Turn to the newspaper's Life & Style (section F) today, and wrapped around it you'll find a program and map for the 12th annual West Virginia Book Festival. It's two days long. It's packed with books and authors, and it's free to the public.
About 60 publishers and other exhibitors will fill the Marketplace, "the heart of the festival," as West Virginia Humanities Council Director Ken Sullivan calls it. The Humanities Council is one of the founding sponsors of the event, along with the Kanawha County Public Library, the Library Foundation of Kanawha County, the Charleston Daily Mail and The Charleston Gazette.
Throughout both days, authors will give talks, readings and book signings. Charlaine Harris, author of the books on which the HBO series "True Blood" is based, will speak on Saturday, Oct. 13. So will Craig Johnson, a Huntington native whose mystery series was turned into the new A&E television series "Longmire."

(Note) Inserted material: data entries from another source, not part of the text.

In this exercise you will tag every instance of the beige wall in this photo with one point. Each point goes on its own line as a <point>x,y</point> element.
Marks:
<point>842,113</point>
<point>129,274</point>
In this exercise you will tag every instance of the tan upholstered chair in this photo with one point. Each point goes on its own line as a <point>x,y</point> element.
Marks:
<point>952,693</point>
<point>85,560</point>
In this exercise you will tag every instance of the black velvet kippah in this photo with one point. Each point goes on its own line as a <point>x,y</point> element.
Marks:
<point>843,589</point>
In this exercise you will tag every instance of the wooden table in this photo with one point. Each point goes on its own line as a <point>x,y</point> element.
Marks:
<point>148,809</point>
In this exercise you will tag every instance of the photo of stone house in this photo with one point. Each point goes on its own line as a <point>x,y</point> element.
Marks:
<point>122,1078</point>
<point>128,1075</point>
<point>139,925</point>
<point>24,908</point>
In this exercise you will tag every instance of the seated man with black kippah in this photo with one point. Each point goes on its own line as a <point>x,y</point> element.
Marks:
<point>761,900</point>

There are lesser-known treasures, too. Did you know that in the years just before World War II, West Virginia had thriving big band and jazz musician traffic, thanks to high employment in coal mines? WVU music professor Christopher Wilkinson will discuss his book "Big Band Jazz in Black West Virginia, 1930-1942" on Saturday afternoon. There will be a panel of inspirational fiction writers, storytellers, a room full of activities for children and the giant annual used book sale.
Among others on the schedule are teen fantasy author Tamora Pierce, nonfiction picture book author Marc Tyler Nobleman, pop-up book creator Robert Sobuda and West Virginia Poet Laureate Marc Harshman. There's a mobile-friendly schedule at wvbookfestival.org.
The West Virginia Book Festival runs from 9 a.m. to 6 p.m. Oct. 13 and from noon to 5 p.m. Oct. 14 at the Charleston Civic Center. See you there.